弾道ミサイルの幾つかは台湾の台北市の上空を飛行して台湾東部の海上に着弾しました。中国のミサイルが台湾の上空を通過するのは初めてになります。
弾道ミサイルの種類と発射数
使用された弾道ミサイルは中国側の発表動画内で短距離弾道ミサイル「DF-15B(東風15B)」の発射が確認できました。推定されている最大射程800kmの性能を持ち、DF-15の精密誘導型で機動式再突入体の弾頭を持ちます。なお今回の弾道ミサイルの発射数については各国の発表で食い違いがあります。
- 日本防衛省の発表 9発(うち4発が台湾上空通過)
- 台湾国防部の発表 11発(台湾上空通過を当初説明せず)
- 中国人民解放軍東部戦区司令部の発表動画内の説明CG 16発
弾道ミサイルの高度によっては遠距離からでは地球の丸みの影に隠れてしまい観測できないので、日本側と台湾側の観測数値の差はおそらくこれで説明できるでしょう。
中国軍東部戦区の発表動画内では16発のミサイルが着弾する様子のアニメーション動画による説明がありましたが、16発と数字で書かれていたわけではないので、単なるイメージ映像で実際には16発だったわけではない可能性もあります。
なお台湾国防部は当初、「中国共産党は東風シリーズの弾道ミサイルを台湾北東部と南西部の周辺海域に向けて発射した」と説明しているだけで、ミサイルが台湾上空を通過し東部の海上に着弾したことを説明していませんでした。
「中共向臺灣東北部及西南部周邊海域,發射多枚東風系列彈道飛彈」:中華民國國防部:中華民國歷111年8月4日1510時
そして同日中に後から事実と認めています。國防部發布新聞稿,說明「中共以我東部海域為目標,發射之彈道飛彈,是否飛越臺北上空」乙情
台湾国防部が最初の発表で説明していなかったのは、高く飛び上がる弾道ミサイルをレーダーで探知できていなかったということは有り得ず、わざと説明していなかったことになります。
多連装ロケットについて
中国側の発表した映像からPHL−16多連装ロケット(PCL-191と呼ばれる場合もある)が使用されたことが判明しています。この多連装ロケットについては台湾の西部の海上、今回のミサイル演習で中国が指定した海域で最も大陸に近い海域に着弾しています。

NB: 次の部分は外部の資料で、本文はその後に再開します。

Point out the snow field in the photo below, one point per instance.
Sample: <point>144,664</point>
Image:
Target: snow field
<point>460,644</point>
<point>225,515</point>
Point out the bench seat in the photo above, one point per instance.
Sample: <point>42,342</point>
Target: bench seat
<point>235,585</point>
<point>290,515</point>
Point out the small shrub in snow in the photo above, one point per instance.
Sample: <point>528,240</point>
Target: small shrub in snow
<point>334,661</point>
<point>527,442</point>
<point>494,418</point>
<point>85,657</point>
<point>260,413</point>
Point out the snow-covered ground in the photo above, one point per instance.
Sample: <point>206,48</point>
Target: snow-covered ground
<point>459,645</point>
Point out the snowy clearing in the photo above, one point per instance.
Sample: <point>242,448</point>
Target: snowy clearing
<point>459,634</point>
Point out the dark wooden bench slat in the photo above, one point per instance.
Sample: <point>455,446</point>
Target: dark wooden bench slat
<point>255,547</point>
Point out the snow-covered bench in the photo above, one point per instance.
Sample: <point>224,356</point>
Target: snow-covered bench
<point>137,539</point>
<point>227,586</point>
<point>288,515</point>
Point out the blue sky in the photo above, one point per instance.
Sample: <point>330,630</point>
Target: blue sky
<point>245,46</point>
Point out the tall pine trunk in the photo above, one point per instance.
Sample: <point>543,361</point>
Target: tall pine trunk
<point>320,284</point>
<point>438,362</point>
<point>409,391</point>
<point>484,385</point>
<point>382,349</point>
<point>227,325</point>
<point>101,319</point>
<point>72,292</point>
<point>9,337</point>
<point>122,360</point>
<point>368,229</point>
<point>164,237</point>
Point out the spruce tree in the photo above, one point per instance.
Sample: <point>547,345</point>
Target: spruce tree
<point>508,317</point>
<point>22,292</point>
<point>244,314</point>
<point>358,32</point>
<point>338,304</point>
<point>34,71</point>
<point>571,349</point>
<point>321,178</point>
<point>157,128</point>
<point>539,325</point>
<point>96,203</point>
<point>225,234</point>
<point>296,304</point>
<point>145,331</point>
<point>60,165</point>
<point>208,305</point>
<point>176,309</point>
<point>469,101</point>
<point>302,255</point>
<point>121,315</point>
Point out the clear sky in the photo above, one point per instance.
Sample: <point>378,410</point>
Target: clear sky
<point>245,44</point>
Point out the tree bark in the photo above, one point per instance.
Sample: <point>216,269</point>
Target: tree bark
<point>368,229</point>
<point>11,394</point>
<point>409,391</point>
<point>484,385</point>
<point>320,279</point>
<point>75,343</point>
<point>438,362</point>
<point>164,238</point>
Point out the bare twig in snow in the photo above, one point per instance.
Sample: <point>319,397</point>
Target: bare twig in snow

なお台湾国防部と日本防衛省ともに多連装ロケットの発射については詳しい分析発表をしていません。
PHL−16多連装ロケットは基本口径が370mmロケット弾(4本×2)です。他に300mmロケット弾(5本×2)や、大きな戦術弾道ミサイルも搭載可能とされています。
このPHL−16に戦術弾道ミサイルを搭載していた場合、DF-15Bと思っていたものが幾つかは実はこっちだった、という可能性も有り得ます。ただし現時点では公表された映像からはPHL-16からはロケット弾を発射している様子しか映っていませんでした。
なおPHL-16多連装ロケットは陸軍の管轄で、DF-15B短距離弾道ミサイルはロケット軍(火箭軍)の管轄になります。